Sorry, talk about the german configurator.


----------



## 8 J 3 5 R 9 (Jul 14, 2012)

R5T said:


> Sorry, talk about the german configurator.


Incorrect... It's only available with the above S-line Competition package on the german configurator, not as a individual option as implied. Just like how it will be available here in the USA.


----------



## JimInSF (Jan 18, 2010)

JohnLZ7W said:


> Actually I don't know what you mean. So now not only is it poseur to put a wing on the car but it's also poseur to spec a car in a color that you like?
> 
> It's a bit elitist to tell people how they can spec there car, if you know what I mean.


{Dons Nomex} 

Not the color, which I actually like, but the blacked out wing (plus blacked out splitter, both of which are emphasized by the wheels too) - hey, if you like it, great, but IMHO, that kind of wing/look is aestehetically better on a track car than other kinds. 

Call me elitist if you must, especially if you've never made a negative comment yourself about how someone made their own car look - after all, they also sell a LOT of what to me are silly wings for Civics that have never seen a track or drag strip even from the parking lot, but there's gold in them thar hills, and YMMV.


----------



## Dan.S (Jan 3, 2012)

Your statement is way over generalized, and frankly a bit on the retarded side. There are differences between whale tails and factory spoilers. 

Factory spoilers are actually fitted with aero aspects in mind, on generally, sportier models of the respective line up due to increased top speeds, and need for a bit more aero downforce. These higher spec cars are marketed for people that tend to track an race their vehicles, o generally drive and use what the vehicle is capable of. 

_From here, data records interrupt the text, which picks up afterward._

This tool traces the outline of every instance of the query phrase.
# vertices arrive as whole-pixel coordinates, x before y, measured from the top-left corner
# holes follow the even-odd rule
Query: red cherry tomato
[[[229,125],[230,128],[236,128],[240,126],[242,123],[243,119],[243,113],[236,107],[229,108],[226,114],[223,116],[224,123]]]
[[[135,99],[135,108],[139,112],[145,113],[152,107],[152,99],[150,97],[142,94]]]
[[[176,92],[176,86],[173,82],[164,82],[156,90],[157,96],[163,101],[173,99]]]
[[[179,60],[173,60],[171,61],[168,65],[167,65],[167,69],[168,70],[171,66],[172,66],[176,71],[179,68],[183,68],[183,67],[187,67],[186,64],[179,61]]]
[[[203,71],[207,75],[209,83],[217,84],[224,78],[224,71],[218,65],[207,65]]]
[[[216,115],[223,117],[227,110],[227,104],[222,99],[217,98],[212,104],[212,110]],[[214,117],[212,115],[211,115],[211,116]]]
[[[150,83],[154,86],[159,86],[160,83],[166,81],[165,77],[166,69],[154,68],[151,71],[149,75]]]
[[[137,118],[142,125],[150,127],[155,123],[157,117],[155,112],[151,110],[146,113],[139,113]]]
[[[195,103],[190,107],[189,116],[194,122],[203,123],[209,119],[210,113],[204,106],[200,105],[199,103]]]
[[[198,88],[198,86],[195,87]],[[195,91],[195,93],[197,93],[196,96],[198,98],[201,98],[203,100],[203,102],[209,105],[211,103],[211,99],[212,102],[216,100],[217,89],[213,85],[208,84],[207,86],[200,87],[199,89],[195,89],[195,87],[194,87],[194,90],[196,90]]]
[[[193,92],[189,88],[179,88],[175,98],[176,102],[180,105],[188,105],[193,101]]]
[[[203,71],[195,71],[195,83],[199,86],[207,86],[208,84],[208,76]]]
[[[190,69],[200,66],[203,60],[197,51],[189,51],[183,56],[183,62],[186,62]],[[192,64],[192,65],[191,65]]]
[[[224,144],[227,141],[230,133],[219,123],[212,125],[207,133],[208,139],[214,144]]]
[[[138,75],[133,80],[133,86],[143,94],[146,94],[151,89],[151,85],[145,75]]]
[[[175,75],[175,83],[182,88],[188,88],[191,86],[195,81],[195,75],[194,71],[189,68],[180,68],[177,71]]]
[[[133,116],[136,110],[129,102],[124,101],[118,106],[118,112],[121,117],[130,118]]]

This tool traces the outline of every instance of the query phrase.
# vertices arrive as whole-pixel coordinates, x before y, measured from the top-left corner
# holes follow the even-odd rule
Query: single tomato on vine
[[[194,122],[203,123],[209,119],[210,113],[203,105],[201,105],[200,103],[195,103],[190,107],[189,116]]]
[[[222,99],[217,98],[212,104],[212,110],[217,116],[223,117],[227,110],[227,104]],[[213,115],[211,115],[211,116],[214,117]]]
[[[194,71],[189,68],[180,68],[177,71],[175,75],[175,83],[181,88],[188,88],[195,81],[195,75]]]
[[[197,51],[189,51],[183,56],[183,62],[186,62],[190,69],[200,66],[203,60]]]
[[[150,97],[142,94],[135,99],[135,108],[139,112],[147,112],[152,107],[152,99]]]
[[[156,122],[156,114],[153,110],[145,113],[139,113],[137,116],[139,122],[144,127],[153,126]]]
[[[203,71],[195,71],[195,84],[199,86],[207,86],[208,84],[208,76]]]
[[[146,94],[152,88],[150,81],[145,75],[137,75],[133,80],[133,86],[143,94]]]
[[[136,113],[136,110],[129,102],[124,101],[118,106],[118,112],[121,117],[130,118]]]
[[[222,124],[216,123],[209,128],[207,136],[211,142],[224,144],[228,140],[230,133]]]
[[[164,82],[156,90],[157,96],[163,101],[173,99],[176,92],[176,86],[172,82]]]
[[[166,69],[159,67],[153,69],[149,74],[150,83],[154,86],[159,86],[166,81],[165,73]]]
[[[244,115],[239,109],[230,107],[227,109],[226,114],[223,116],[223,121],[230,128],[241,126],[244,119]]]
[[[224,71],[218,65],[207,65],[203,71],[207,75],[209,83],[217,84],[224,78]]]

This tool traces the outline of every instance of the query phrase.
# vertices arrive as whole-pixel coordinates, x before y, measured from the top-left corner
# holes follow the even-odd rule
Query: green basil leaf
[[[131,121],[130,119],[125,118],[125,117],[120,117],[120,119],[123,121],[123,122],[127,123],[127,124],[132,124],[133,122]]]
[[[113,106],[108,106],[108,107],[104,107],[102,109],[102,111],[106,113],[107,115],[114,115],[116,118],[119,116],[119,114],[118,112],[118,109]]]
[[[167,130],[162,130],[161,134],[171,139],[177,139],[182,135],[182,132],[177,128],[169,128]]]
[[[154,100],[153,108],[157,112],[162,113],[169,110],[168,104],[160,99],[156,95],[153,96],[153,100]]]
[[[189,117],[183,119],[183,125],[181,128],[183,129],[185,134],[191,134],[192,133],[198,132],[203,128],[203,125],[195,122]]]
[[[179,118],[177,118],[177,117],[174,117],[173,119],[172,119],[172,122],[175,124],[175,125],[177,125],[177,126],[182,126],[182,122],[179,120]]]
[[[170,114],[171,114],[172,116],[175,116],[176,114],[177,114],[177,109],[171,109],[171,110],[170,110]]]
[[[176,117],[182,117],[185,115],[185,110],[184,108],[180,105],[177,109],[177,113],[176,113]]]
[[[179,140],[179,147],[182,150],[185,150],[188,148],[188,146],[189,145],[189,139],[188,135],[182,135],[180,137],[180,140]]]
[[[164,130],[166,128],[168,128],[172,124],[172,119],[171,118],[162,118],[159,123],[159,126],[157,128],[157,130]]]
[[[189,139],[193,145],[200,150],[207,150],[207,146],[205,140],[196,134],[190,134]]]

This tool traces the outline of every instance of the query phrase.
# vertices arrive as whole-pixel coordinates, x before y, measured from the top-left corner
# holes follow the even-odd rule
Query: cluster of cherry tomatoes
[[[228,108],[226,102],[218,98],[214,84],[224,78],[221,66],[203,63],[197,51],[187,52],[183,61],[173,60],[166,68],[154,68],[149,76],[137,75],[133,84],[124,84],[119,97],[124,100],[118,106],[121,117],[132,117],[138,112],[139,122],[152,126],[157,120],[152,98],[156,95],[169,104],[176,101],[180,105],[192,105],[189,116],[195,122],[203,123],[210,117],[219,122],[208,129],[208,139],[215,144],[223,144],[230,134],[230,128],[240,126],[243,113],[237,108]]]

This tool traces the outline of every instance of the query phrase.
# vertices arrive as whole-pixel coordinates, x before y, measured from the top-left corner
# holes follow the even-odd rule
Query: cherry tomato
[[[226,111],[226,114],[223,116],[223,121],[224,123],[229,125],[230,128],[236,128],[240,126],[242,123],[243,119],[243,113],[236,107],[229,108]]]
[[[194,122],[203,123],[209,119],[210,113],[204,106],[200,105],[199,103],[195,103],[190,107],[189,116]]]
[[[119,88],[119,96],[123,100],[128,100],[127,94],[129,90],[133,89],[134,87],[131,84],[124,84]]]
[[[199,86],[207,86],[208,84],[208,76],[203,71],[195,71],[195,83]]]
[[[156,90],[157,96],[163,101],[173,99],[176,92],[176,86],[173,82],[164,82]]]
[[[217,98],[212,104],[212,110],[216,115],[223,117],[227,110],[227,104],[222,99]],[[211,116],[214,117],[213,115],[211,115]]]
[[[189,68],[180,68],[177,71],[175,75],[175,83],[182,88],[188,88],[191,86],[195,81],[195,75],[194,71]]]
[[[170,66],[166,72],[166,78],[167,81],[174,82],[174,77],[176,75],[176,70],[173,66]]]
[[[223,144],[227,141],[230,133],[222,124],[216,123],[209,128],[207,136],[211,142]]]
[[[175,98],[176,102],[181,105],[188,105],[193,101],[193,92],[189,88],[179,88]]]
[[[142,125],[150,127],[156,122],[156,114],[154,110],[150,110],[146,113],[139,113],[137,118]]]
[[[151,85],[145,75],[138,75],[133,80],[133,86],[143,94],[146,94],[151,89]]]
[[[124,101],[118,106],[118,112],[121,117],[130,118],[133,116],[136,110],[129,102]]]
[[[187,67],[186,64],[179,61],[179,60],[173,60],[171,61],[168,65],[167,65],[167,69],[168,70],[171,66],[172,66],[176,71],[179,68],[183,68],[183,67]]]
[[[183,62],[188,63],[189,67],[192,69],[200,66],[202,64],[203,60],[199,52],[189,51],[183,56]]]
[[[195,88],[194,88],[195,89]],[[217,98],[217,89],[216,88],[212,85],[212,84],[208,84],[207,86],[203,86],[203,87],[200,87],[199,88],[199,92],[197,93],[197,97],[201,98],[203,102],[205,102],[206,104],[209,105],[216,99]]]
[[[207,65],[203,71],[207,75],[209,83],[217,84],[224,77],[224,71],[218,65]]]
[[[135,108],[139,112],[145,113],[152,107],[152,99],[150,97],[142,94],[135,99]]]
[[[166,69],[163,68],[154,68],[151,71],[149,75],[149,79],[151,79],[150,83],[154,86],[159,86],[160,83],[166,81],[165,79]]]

So if you can spec a lesser model with an aero kit that includes a spoiler, chances are its been tested to be affective at speed... And the addition of it to the SAME body's of a lesser model can and will give the intended performance gain, be it ever so slight, regardless that it didn't come from the factory with it, because it's a less expensive model.

But regardless of the F&F stereotype... If you have a performance machine, either factory, or aftermarket, you will want more than the standard level of controll and will fit what works and is needed, and available. Pretty sure that goes for whatever car from whatever price range people can afford.


----------